Avukat bey meraba 223/e bereat aldim emekli polisim ancak ihrac oldum dosyam danistayda sayfada sorulmus ama bereaat alan kisi masumdegilmidir danistay konuya bu snlamda yaklasmasi gerekirmi farkli karar cikabilirmi tesekurler
İyi günler, idari soruşturma sonuçlanmadan adli kovuşturma sonunda CMK m223/e) maddesine göre beraat kararı verildi. karar verilmiş olmasına rağmen, kararın mahkeme heyetinin oy birliği ile alınmış olması, savcının itirazı olmadan kesinleşmesi ve gerekçeli kararda bilirkişi raporlarının isnat edilen suçun işlenmediğini gösterdiğine atıf yapılması idarenin alacağı karara itirazda ne derece önemlidir?
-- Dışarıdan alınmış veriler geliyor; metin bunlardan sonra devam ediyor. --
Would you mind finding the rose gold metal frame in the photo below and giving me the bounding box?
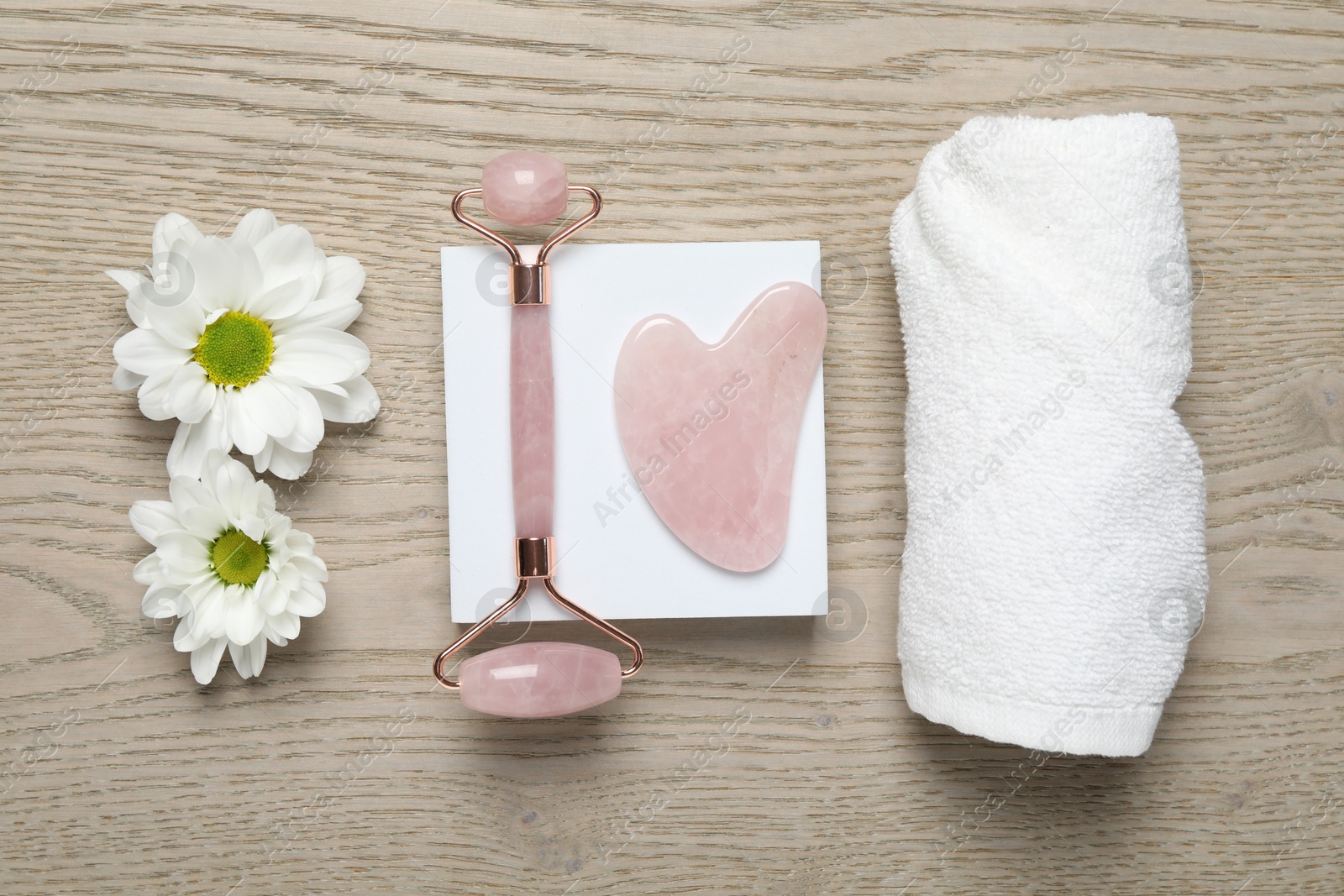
[453,186,602,305]
[434,186,643,690]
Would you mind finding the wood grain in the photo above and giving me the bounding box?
[0,0,1344,896]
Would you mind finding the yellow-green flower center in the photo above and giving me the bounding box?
[210,529,267,587]
[192,312,276,387]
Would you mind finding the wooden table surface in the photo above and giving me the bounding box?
[0,0,1344,896]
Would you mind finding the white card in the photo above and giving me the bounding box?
[442,240,827,622]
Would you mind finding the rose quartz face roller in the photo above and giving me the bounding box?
[434,152,643,719]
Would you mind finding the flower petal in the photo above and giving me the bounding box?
[168,361,220,423]
[192,579,227,638]
[270,327,368,385]
[291,550,328,582]
[103,270,150,294]
[168,475,219,518]
[112,327,191,376]
[130,553,163,584]
[112,364,145,392]
[238,376,305,438]
[202,451,253,525]
[266,612,300,641]
[172,612,210,652]
[136,367,177,421]
[256,443,313,479]
[312,376,381,423]
[143,291,206,348]
[188,237,260,314]
[230,208,276,246]
[181,504,228,542]
[168,408,234,477]
[156,531,210,571]
[318,255,365,306]
[220,387,266,454]
[150,211,200,255]
[257,224,314,289]
[188,637,227,685]
[271,293,365,334]
[130,501,181,547]
[139,585,191,619]
[228,632,266,679]
[224,589,266,643]
[244,278,313,321]
[289,580,327,616]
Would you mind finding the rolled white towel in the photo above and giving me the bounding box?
[891,114,1208,757]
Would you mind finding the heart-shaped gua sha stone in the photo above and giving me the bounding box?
[614,282,827,572]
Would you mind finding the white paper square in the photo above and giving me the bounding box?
[442,240,827,622]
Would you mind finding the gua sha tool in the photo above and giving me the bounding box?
[614,282,827,572]
[434,152,643,719]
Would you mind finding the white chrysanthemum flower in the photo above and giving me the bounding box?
[130,448,327,684]
[108,208,379,479]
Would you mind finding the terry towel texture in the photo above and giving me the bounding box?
[891,114,1208,757]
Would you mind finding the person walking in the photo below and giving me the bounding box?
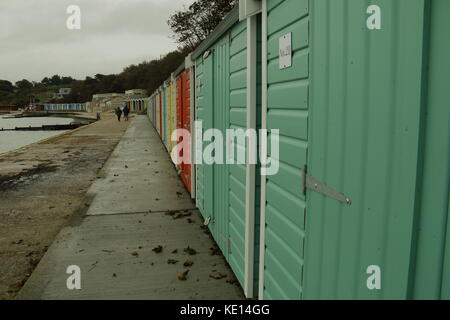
[116,107,122,122]
[123,105,130,121]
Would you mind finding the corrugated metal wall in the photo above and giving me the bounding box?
[304,0,449,299]
[264,0,309,299]
[408,0,450,299]
[196,21,260,296]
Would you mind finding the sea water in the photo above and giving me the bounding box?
[0,115,73,154]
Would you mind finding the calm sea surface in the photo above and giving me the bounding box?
[0,115,73,153]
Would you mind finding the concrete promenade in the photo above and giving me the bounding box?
[17,116,243,300]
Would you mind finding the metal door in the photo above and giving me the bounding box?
[304,0,425,299]
[180,70,192,192]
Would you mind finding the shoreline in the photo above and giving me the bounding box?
[0,115,129,300]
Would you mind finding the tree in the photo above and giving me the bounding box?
[167,0,238,50]
[61,77,75,85]
[0,80,14,92]
[41,77,51,86]
[16,79,33,90]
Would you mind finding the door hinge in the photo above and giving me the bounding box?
[302,165,352,205]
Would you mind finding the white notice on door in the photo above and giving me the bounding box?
[280,32,292,70]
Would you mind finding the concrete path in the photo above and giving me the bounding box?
[17,116,244,300]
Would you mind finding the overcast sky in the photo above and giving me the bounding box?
[0,0,193,82]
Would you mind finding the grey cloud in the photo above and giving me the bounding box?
[0,0,193,81]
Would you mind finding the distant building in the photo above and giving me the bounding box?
[53,88,72,99]
[0,106,19,112]
[125,89,148,98]
[87,93,126,112]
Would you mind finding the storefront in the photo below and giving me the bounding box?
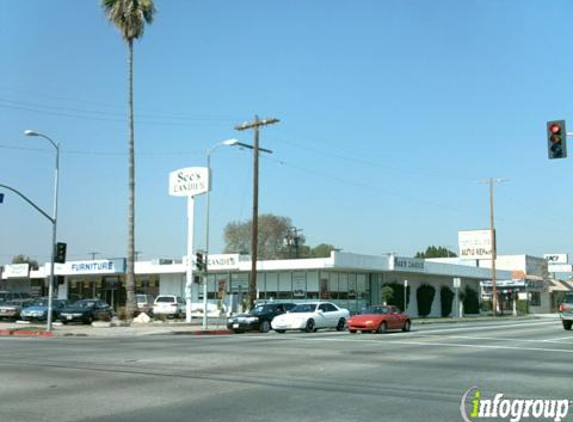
[7,252,510,316]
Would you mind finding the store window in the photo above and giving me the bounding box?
[278,272,292,300]
[292,271,307,299]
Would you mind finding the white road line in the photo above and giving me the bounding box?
[302,337,573,353]
[410,321,555,335]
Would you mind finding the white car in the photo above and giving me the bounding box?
[271,302,350,334]
[153,295,185,318]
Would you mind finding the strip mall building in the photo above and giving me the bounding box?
[0,252,511,316]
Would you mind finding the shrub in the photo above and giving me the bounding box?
[382,282,410,311]
[416,284,436,317]
[440,286,455,317]
[463,286,479,314]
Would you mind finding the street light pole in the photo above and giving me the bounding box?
[24,130,60,331]
[235,116,279,309]
[203,139,239,330]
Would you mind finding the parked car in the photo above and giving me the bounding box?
[227,303,296,333]
[0,290,33,320]
[348,305,412,333]
[0,302,22,320]
[271,302,350,334]
[153,295,185,318]
[135,294,154,314]
[559,294,573,330]
[59,299,113,324]
[0,290,34,306]
[20,297,70,321]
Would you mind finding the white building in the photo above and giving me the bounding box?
[0,252,511,317]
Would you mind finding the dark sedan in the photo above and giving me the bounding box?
[20,297,70,321]
[59,299,113,324]
[227,303,296,333]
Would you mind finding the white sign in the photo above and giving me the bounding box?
[458,230,492,259]
[543,253,569,264]
[4,264,30,278]
[52,259,125,275]
[548,263,573,273]
[169,167,210,196]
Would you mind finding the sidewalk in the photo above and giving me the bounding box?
[0,319,232,337]
[0,314,559,337]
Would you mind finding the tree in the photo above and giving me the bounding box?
[415,245,457,258]
[304,243,337,258]
[224,214,298,259]
[12,254,40,271]
[101,0,155,318]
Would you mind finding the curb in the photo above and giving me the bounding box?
[171,330,235,336]
[0,330,54,337]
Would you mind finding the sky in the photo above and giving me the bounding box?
[0,0,573,264]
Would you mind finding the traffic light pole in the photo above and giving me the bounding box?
[235,116,279,309]
[185,196,199,322]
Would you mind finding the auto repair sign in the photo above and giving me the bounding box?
[169,167,209,196]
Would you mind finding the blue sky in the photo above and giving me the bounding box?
[0,0,573,263]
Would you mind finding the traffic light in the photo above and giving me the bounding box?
[195,252,205,271]
[54,242,67,264]
[547,120,567,160]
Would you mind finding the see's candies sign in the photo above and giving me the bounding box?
[169,167,210,196]
[458,230,492,259]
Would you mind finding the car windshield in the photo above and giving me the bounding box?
[361,306,390,315]
[32,298,48,306]
[155,296,175,303]
[291,303,316,312]
[249,305,274,315]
müdür saldırısına ugradım,ben yaralandım.müdür kendi omzunu kendi cıkardı ,fakat benim çıkardığımı söyledi disiplin cezası ve sürgün verildi, ceza mahkemesini AHİME taşıdım ahim odaya kilitleme ve şahsıma saldıyı işkence kapsamında inceledi hükümet ile para
alınarak ,uzlaşmaya gidildi. daha önce cezaya ve sürgüne idari davam var. ahim kararı 29 mayıs 2018 geldi. idari davaları bu karar ile itiraz edebilirmiyim
İdari soruşturmada müfettiş beyanları ve benim savunmamı alır. Beyanlarda yanımdaki arkadaş samimi olduğu arkadaşını telefon ile çağırıyor birisinin ihtiyacı var diyerek yardım adı altında bir miktar rızası ile arkadaşından para alır sonra iddiaya göre parayı alan arkadaşta parayı bana verir. Bu beyanlara istinaden bana meslekten ihraç karari verilir. Beyan haricinde her hangi bir delil yok.
İşlendiği iddia edilen olay 2015 kasım-aralık meslekten ihraç kararı 16/12/2017 zaman aşımı dolmamışmı ?
Tşk
İyi günler, ceza yargılaması sonucu alınan beraat hükmü CMK m223 / e) Yüklenen suçun sanık tarafından işlendiğinin sabit olmaması,
fıkrasından verildiği takdirde memurun disiplin soruşturmasından “MESLEKTEN ÇIKARMA” cezası alması mümkün müdür?
ceza mahkemesi kovuşturması disiplin cezası sonrası sonuçlanması halinde fiilin işlenmediği yada memurun fiili işlemediği kararı verilirse idari mahkemelere konu olması yada iptali davası açılabilmesi için ,(disiplin cezası kararının tebiliğinden itibaren 60 günlük dava açma süresi bulunmaktadır) mahkeme kararının bu süreyi aşması durumunda, memur mahkeme gerekçeli karar tarihinden itibaren idari yargıya başvurabilir mi?
Açıklamalarınız için tüm memurlar adına teşekkür ederim. Bildiğiniz üzere disiplin soruşturması sonucu alınmış cezalara itiraz yolu açıktır.Fakat idareler tarafından 4982 sayılı kanuna rağmen soruşturma dosyası içeriği ilgili memura isteği halinde verilmemektedir. buda savunma haklarının elinden alınması anlamına gelmektedir.Bu durumda memurların yapabilecekleri hakkında bilgi paylaşmanızı rica ederim.